Hassan Heshmat worked primarily in sculpture, combining social realism with rural Egyptian subjects and Pharaonic elements. His works reflect emotional, patriotic, and poignant themes, including family, motherhood, love, depictions of peasants and the man of his country (Ibn Al-Balad). A prolific artist, he designed and produced works with accessibility in mind, creating intricate scalable works in both large-scale and smaller scale sizes. He was the first Egyptian sculptor to cast mini porcelain sculptures, which were popularly collected and admired. Heshmat created a number of large-scale sculptures, several of which were commissions for public installations in Egypt and abroad. He designed the Bride of the Red Sea, an iconic sculpture of eight meters that became the emblem of the Red Sea Governorate. In addition to sculptures and installations, Heshmat created drawings, paintings, and reliefs in his own distinctive visual language.

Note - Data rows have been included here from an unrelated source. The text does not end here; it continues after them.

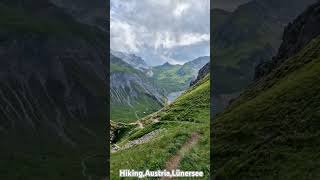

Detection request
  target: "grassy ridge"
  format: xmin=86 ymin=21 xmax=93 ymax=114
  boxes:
xmin=212 ymin=37 xmax=320 ymax=179
xmin=111 ymin=75 xmax=210 ymax=179
xmin=152 ymin=64 xmax=192 ymax=94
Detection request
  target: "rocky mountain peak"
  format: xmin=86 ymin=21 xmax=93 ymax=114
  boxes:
xmin=254 ymin=2 xmax=320 ymax=80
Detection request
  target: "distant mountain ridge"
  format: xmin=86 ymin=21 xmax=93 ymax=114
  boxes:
xmin=152 ymin=56 xmax=210 ymax=94
xmin=110 ymin=54 xmax=165 ymax=122
xmin=111 ymin=50 xmax=153 ymax=77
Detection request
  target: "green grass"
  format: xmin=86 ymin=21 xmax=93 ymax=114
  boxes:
xmin=110 ymin=94 xmax=162 ymax=123
xmin=110 ymin=75 xmax=210 ymax=179
xmin=212 ymin=37 xmax=320 ymax=180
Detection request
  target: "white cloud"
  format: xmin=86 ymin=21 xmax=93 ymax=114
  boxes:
xmin=110 ymin=0 xmax=210 ymax=65
xmin=173 ymin=3 xmax=190 ymax=17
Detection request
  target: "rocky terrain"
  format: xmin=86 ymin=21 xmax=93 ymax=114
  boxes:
xmin=0 ymin=0 xmax=109 ymax=179
xmin=255 ymin=2 xmax=320 ymax=80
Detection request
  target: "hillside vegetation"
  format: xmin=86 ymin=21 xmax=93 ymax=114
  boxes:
xmin=111 ymin=75 xmax=210 ymax=179
xmin=212 ymin=33 xmax=320 ymax=179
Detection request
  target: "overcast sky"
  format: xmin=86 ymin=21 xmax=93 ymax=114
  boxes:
xmin=110 ymin=0 xmax=210 ymax=65
xmin=211 ymin=0 xmax=251 ymax=11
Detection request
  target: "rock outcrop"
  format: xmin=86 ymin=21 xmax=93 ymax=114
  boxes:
xmin=255 ymin=2 xmax=320 ymax=80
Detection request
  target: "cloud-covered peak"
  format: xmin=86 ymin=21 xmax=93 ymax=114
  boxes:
xmin=110 ymin=0 xmax=210 ymax=65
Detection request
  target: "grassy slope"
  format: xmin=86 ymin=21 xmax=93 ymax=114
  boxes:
xmin=111 ymin=76 xmax=210 ymax=179
xmin=0 ymin=1 xmax=106 ymax=180
xmin=152 ymin=65 xmax=192 ymax=94
xmin=212 ymin=37 xmax=320 ymax=179
xmin=110 ymin=56 xmax=163 ymax=123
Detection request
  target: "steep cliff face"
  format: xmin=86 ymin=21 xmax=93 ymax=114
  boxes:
xmin=0 ymin=0 xmax=108 ymax=179
xmin=152 ymin=56 xmax=210 ymax=94
xmin=211 ymin=3 xmax=320 ymax=179
xmin=110 ymin=54 xmax=165 ymax=122
xmin=111 ymin=50 xmax=153 ymax=77
xmin=255 ymin=2 xmax=320 ymax=80
xmin=50 ymin=0 xmax=109 ymax=31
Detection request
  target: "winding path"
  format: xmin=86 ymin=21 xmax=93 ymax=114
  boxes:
xmin=161 ymin=132 xmax=199 ymax=180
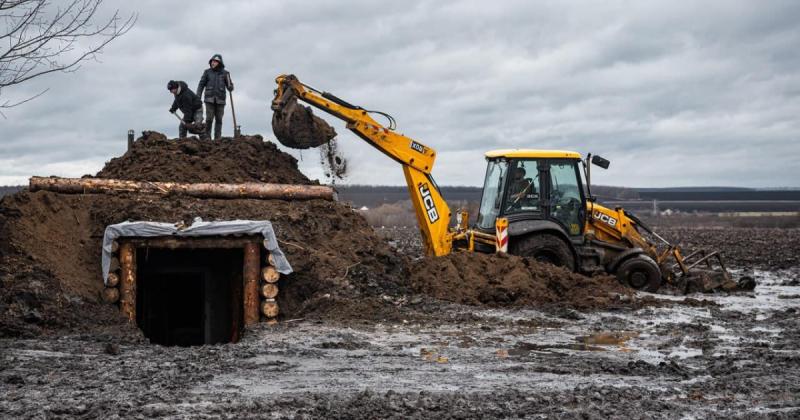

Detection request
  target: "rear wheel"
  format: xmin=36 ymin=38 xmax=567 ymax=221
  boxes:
xmin=511 ymin=233 xmax=575 ymax=271
xmin=617 ymin=255 xmax=661 ymax=292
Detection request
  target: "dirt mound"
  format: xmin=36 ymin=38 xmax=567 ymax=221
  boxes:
xmin=97 ymin=131 xmax=312 ymax=184
xmin=0 ymin=132 xmax=408 ymax=336
xmin=411 ymin=252 xmax=634 ymax=310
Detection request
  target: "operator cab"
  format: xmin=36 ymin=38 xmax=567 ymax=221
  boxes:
xmin=476 ymin=149 xmax=586 ymax=237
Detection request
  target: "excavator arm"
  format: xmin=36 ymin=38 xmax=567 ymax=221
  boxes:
xmin=272 ymin=75 xmax=454 ymax=256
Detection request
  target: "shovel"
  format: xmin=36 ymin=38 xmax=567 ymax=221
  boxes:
xmin=227 ymin=74 xmax=242 ymax=138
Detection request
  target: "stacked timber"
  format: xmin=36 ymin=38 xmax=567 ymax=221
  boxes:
xmin=261 ymin=254 xmax=281 ymax=324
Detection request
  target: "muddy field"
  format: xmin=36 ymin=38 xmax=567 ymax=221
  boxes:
xmin=0 ymin=231 xmax=800 ymax=419
xmin=0 ymin=270 xmax=800 ymax=419
xmin=0 ymin=133 xmax=800 ymax=419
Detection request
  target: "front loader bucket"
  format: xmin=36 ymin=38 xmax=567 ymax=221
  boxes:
xmin=272 ymin=95 xmax=336 ymax=149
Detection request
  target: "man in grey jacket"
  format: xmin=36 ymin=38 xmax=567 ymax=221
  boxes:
xmin=197 ymin=54 xmax=233 ymax=140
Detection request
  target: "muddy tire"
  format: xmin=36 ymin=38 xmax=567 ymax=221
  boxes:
xmin=617 ymin=255 xmax=661 ymax=292
xmin=511 ymin=233 xmax=575 ymax=271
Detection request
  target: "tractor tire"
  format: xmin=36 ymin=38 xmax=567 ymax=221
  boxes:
xmin=617 ymin=255 xmax=661 ymax=292
xmin=511 ymin=233 xmax=575 ymax=271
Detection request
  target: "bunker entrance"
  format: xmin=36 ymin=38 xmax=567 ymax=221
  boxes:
xmin=136 ymin=248 xmax=244 ymax=346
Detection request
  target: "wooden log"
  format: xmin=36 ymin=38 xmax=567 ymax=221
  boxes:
xmin=108 ymin=257 xmax=119 ymax=273
xmin=102 ymin=287 xmax=119 ymax=303
xmin=243 ymin=242 xmax=261 ymax=326
xmin=261 ymin=299 xmax=279 ymax=318
xmin=106 ymin=273 xmax=119 ymax=287
xmin=119 ymin=243 xmax=136 ymax=322
xmin=30 ymin=176 xmax=334 ymax=201
xmin=261 ymin=266 xmax=281 ymax=283
xmin=261 ymin=283 xmax=278 ymax=299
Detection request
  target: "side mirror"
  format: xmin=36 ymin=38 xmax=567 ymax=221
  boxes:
xmin=592 ymin=155 xmax=611 ymax=169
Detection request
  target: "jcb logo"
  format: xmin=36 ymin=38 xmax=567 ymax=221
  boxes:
xmin=592 ymin=210 xmax=617 ymax=227
xmin=419 ymin=184 xmax=439 ymax=224
xmin=411 ymin=140 xmax=425 ymax=155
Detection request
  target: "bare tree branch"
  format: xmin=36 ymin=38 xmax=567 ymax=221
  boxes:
xmin=0 ymin=0 xmax=138 ymax=109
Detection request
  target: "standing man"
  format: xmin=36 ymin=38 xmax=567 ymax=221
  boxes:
xmin=167 ymin=80 xmax=203 ymax=138
xmin=197 ymin=54 xmax=233 ymax=140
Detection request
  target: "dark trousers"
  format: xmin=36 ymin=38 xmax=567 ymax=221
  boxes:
xmin=206 ymin=102 xmax=225 ymax=140
xmin=178 ymin=108 xmax=203 ymax=138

The artist rose to fame during the era of Gamal Abdel Nasser. Throughout his career, Heshmat exhibited widely, in group and solo exhibitions, in both local and international contexts. He held notable solo exhibitions in London (1956), Paris (1957), West Germany (1958), Syria (1960), Rome (1967), Geneva and Frankfurt (1968), Holland and Stockholm (1969), Belgium (1970), Norway (1971) and Lausanne (1976). His works are in the collections of the Museum of Modern Art in Cairo, the Museum of Applied Arts, Budapest, the Museum of Mankind (Musée de l'Homme), Paris, the National Museum of Warsaw, and the Peking Museum in China, among others.

In June 2006, Heshmat's work garnered different attention when an attack on his figurative sculptures made headlines. The attack was religiously motivated, a veiled woman who claimed to be carrying out orders sought to destroy works at the Hassan Heshmat Museum in the middle of the night, screaming 'Infidels, Infidels!'. According to an article in the Daily Telegraph, the damaged works included a Motherhood sculpture, 'featuring three delicately carved heads, all of which had been snapped off'. Also damaged was Heshmat's The Victory Leap, the artist's 'tribute to Egyptian troops in the 1973 Yom Kippur war' at the 6th of October Panorama. In 2023, a presentation of his works took place in January at the ArtTalks Gallery in Cairo.

== The Hassan Heshmat Museum ==
Located in Ain Shams, the Hassan Heshmat Museum is the artist's former residence and studio, where he lived and worked. The artist's 1,200-metre villa was turned into a museum of his work, gifted to the Ministry of Culture, with an annexed workshop to serve young artists from the surrounding area. The museum's collection includes over 200 of the pioneering artist's sculptures and ceramics. The museum features a sculpture garden populated with large-scale editions of some of Heshmat's most notable works.